Le cadre collectif a été bafoué. Signe d'une équipe qui ne vit pas très bien mais qui arrive à cacher cette misère derrière son classement. Jusqu'à quand ? Cela dit, il restait du temps malgré tout pour gagner ce match mais avec Monaco, le temps se conjugue souvent inefficacité offensive. « Dans le jeu, on fait le maximum mais on manque de réalisme », analysait le capitaine Jérémy Toulalan. Malgré 16 tirs (seulement 4 cadrés), Monaco n'aura jamais trouvé les ficelles d'un Bernardoni, très bon, malgré des tentatives de Fabinho (24') Lemar (55') et Dirar (90'). Comme souvent, il a manqué le geste juste, au bon moment.

Une phase aller sans relief

Au final, on a quand même assisté à un drôle de match au Stade de l'Aube. Face à une équipe troyenne courageuse, Monaco a même mis du temps à prendre conscience de son avantage numérique. Dans ce genre de match, il y a des circuits préférentiels à trouver pour débloquer une situation verrouillée. Comme celui entre Toulalan et Lemar en début de match. A chaque récupération de balle, le capitaine essayait de trouver son milieu, en vain. A ce moment, Lemar se cachait. Un peu. A tel point que Jardim a tenté un coup de bluff, envoyant Silva et Boschilia s'échauffer. Pour piquer son gaucher. Résultat, l'ancien Caennais a pris le jeu à son compte.

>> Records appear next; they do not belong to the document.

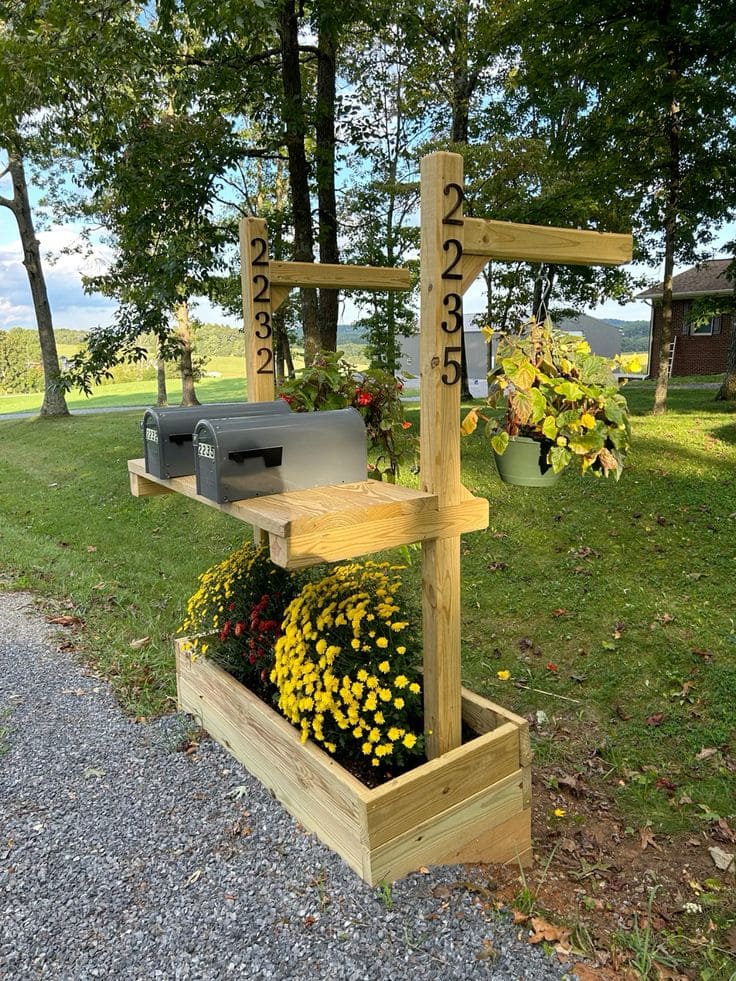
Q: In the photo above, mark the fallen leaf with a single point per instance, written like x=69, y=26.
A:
x=573, y=783
x=725, y=861
x=544, y=931
x=647, y=838
x=66, y=620
x=723, y=832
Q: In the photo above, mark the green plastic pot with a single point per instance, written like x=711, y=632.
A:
x=523, y=463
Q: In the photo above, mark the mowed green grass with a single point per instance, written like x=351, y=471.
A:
x=612, y=604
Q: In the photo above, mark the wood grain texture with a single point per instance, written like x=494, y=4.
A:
x=339, y=276
x=438, y=839
x=511, y=241
x=340, y=521
x=425, y=817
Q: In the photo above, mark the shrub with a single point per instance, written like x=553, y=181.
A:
x=234, y=617
x=330, y=382
x=345, y=667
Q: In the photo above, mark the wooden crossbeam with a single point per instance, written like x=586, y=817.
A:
x=512, y=241
x=338, y=276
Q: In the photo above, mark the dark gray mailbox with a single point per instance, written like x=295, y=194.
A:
x=168, y=433
x=250, y=457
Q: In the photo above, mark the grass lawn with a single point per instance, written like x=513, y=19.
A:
x=612, y=605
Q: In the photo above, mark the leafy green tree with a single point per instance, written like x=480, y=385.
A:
x=659, y=99
x=20, y=361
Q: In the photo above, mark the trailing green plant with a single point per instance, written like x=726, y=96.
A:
x=234, y=617
x=331, y=382
x=346, y=667
x=555, y=391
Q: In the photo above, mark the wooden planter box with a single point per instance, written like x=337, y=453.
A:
x=469, y=805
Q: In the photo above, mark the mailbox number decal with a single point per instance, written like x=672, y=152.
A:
x=452, y=357
x=261, y=285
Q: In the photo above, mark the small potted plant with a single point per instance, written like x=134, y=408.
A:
x=562, y=406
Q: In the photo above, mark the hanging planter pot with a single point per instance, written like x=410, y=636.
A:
x=524, y=463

Un détail mais à ce niveau, tout est une affaire de détails. Comme respecter les consignes, par exemple. Dans une rencontre qui ressemblait plus à un match de Coupe de France débridé qu'à un match de Ligue 1, on n'a pas vraiment vu de maîtrise. Et Monaco peut même s'estimer heureux du résultat final quand Cabot et Pi ont manqué de porter l'estocade sur deux contres dans les arrêts de jeu. « Je nous ai vus gagner ce match sur la fin », lance le coach troyen Claude Robin.

Il y a un an, au soir d'une victoire à Metz lors de la 19e journée, Monaco avait 32 points et pointait à la 5e place.

Cette saison, l'ASM aligne le même nombre de points. Mais depuis hier, il y a de la nouveauté. Pour la première fois, Leonardo Jardim a désigné publiquement un coupable à la sortie d'un match raté.